Edito du 4ème dimanche de Carême

« Dans le Seigneur, vous êtes lumière » (Eph 5,8)

L’ensemble de la Bible est riche en allusions à la lumière et aux ténèbres, on a régulièrement mention de l’opposition qu’il y a entre les deux, du contraste souligné par cette réalité dont nous faisons l’expérience tous les jours. Plus que cela, au tout début du livre de la Genèse, nous avons le récit de la création progressive que Dieu opère, et la lumière en est justement le premier élément : « La terre était informe et vide, les ténèbres étaient au-dessus de l’abîme et le souffle de Dieu planait au-dessus des eaux. Dieu dit : « Que la lumière soit. » Et la lumière fut. Dieu vit que la lumière était bonne, et Dieu sépara la lumière des ténèbres. Dieu appela la lumière « jour », et il appela les ténèbres « nuit ». Il y eu un soir, il y eut un matin : premier jour. » (Gn 1, 2-5). 

Si le monde s’ouvre par la lumière, combien plus la vie de chaque homme trouve dans la lumière la dynamique d’un chemin d’épanouissement et de joie. L’aveugle est alors bien loin de pouvoir partager cette dimension, spécialement pour celui qui l’est de naissance, comme cet homme sur le chemin de Jésus. C’est vrai qu’il ne connaît pas cette lumière par la vue, par ce sens dont il est privé. Mais n’y-t-il pas d’autres manières d’être dans la lumière ? A l’opposé, des personnes bien voyantes peuvent peut-être aussi vivre dans les ténèbres.

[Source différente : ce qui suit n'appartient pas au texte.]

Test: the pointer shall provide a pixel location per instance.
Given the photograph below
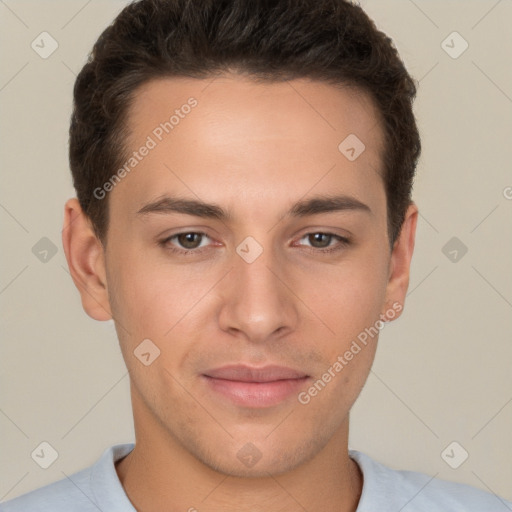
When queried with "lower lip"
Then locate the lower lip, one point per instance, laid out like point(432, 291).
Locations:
point(256, 394)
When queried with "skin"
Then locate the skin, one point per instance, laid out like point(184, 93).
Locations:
point(254, 149)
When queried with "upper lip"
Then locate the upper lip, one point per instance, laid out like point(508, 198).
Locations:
point(242, 373)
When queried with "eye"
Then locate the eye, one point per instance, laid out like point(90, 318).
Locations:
point(324, 241)
point(185, 242)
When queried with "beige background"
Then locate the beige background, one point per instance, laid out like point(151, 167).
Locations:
point(442, 372)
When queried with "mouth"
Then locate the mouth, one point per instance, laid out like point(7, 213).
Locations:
point(246, 386)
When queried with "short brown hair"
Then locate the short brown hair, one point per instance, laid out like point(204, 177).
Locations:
point(273, 40)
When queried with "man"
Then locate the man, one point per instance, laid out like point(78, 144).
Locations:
point(244, 172)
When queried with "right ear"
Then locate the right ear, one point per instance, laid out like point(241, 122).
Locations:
point(85, 255)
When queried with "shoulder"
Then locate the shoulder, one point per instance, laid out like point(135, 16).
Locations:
point(84, 491)
point(411, 491)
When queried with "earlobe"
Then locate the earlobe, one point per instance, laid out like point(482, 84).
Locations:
point(400, 261)
point(86, 261)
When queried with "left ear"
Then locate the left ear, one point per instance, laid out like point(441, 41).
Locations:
point(400, 262)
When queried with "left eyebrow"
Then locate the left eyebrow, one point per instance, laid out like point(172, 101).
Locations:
point(303, 208)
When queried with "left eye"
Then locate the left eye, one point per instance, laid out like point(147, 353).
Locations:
point(323, 240)
point(188, 241)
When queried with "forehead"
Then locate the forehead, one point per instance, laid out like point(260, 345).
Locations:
point(239, 138)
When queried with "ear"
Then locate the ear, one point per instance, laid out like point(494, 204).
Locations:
point(86, 261)
point(400, 262)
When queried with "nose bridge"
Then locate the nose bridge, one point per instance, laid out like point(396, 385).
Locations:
point(257, 303)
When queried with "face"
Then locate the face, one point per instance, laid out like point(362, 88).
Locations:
point(251, 302)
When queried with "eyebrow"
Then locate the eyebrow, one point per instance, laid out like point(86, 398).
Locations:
point(302, 208)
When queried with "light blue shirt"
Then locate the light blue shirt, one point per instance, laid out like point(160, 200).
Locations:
point(98, 488)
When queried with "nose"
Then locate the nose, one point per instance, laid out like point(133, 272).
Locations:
point(257, 301)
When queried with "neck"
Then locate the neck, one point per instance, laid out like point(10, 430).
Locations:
point(165, 477)
point(161, 474)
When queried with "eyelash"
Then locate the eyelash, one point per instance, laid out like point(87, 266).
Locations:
point(342, 243)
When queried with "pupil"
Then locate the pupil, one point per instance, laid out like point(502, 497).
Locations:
point(317, 237)
point(188, 240)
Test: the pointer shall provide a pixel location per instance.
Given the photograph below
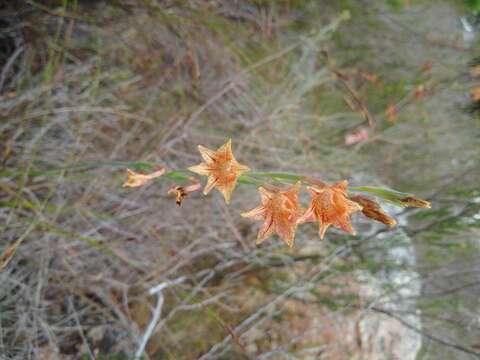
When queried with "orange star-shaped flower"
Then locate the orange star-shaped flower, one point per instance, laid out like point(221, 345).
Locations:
point(221, 168)
point(330, 206)
point(280, 210)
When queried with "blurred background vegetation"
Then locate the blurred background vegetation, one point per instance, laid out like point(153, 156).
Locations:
point(377, 92)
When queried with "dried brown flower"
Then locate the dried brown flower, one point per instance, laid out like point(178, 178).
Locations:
point(280, 210)
point(414, 202)
point(330, 206)
point(222, 169)
point(372, 210)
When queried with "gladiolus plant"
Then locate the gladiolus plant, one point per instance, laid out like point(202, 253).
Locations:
point(280, 207)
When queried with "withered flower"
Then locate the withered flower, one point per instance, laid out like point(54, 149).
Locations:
point(414, 202)
point(136, 179)
point(330, 206)
point(181, 192)
point(222, 169)
point(372, 210)
point(280, 210)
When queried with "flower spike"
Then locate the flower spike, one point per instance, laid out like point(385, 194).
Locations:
point(280, 210)
point(222, 169)
point(330, 206)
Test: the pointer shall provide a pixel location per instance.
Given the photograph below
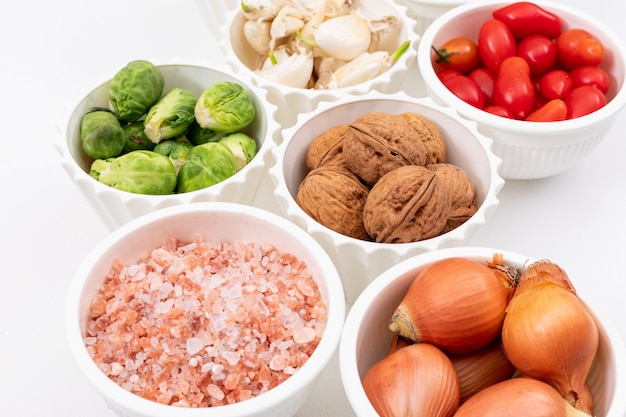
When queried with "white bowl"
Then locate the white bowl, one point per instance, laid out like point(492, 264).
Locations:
point(529, 149)
point(366, 336)
point(116, 207)
point(360, 261)
point(293, 101)
point(215, 222)
point(425, 11)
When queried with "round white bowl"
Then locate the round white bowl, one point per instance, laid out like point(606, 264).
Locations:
point(366, 337)
point(219, 222)
point(293, 101)
point(116, 207)
point(425, 11)
point(360, 261)
point(529, 150)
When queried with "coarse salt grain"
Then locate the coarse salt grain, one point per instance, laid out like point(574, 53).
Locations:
point(199, 324)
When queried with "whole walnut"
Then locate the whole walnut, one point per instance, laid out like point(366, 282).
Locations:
point(378, 142)
point(407, 204)
point(462, 191)
point(430, 134)
point(334, 197)
point(327, 148)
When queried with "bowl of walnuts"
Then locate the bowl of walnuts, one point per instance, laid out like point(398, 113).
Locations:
point(380, 178)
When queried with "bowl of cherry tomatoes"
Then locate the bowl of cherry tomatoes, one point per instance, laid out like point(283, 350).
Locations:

Nous pouvons alors considérer que la lumière peut venir de deux sources différentes : une extérieure, l’autre intérieure.

Laissant de coté toute réalité de la physique pour rester sur le plan spirituel, nous sommes éclairés de l’extérieur par ce qui arrive jusqu’à nous. La source est double : cela passe par la Révélation qui vient éclairer notre connaissance et notre appréhension de Dieu. Sans le Christ, nous serions encore ce peuple qui marche dans les ténèbres, c’est-à-dire avec une perception trop réduite de ce que la vie nous réserve, et surtout du réel sens de celle-ci. L’autre source extérieure passe par les instruments dont Dieu se sert pour nous faire entrer dans sa lumière, c’est-à-dire principalement ceux qui nous entourent par la charité.

Mais la source est aussi intérieure dans la mesure où il faut arriver à poser un regard de lumière sur ce qui nous entoure. C’est peut-être les vertus d’espérance, de foi et de charité qui sont l’énergie nourrissante de cette source. L’espérance nous permet de viser une lumière toujours plus intense, la foi nous fait prendre conscience que nous sommes porteurs de la lumière qui est Dieu, la charité nous oblige à être rayonnants de lumière pour les autres.
Ce qui viendrait le plus ternir notre lueur, c’est bien le péché, à commencer par le péché d’orgueil qui trouble notre appréhension de cette lumière, intérieure comme extérieure. Le péché nous empêche de voir Dieu se révélant pour nous parce que nous nous suffisons à nous-mêmes, il fausse notre regard sur notre entourage nous poussant plus à des jugements qu’à l’appréciation de l’autre. Notre péché ternit aussi notre cœur, réduisant l’efficacité des trois vertus théologales : « Ne prenez aucune part aux activités des ténèbres, elles ne produisent rien de bon ; démasquez-les plutôt » (Eph 5).

Pour aller encore plus loin, saint Paul ne nous indique pas les sources de lumière, mais il nous dit « Maintenant, dans le Seigneur, vous êtes lumière ». La source de lumière qui est Dieu se confond dans notre âme pour que nous soyons nous-mêmes cette lumière. Nous Chrétiens, nous avons une responsabilité toute particulière en marchant vers Pâques, vers la lumière de la Résurrection, puisque nous avançons en étant déjà illuminés par la grâce. Puissions-nous en témoigner dans notre monde où les ténèbres envahissent trop souvent les cœurs.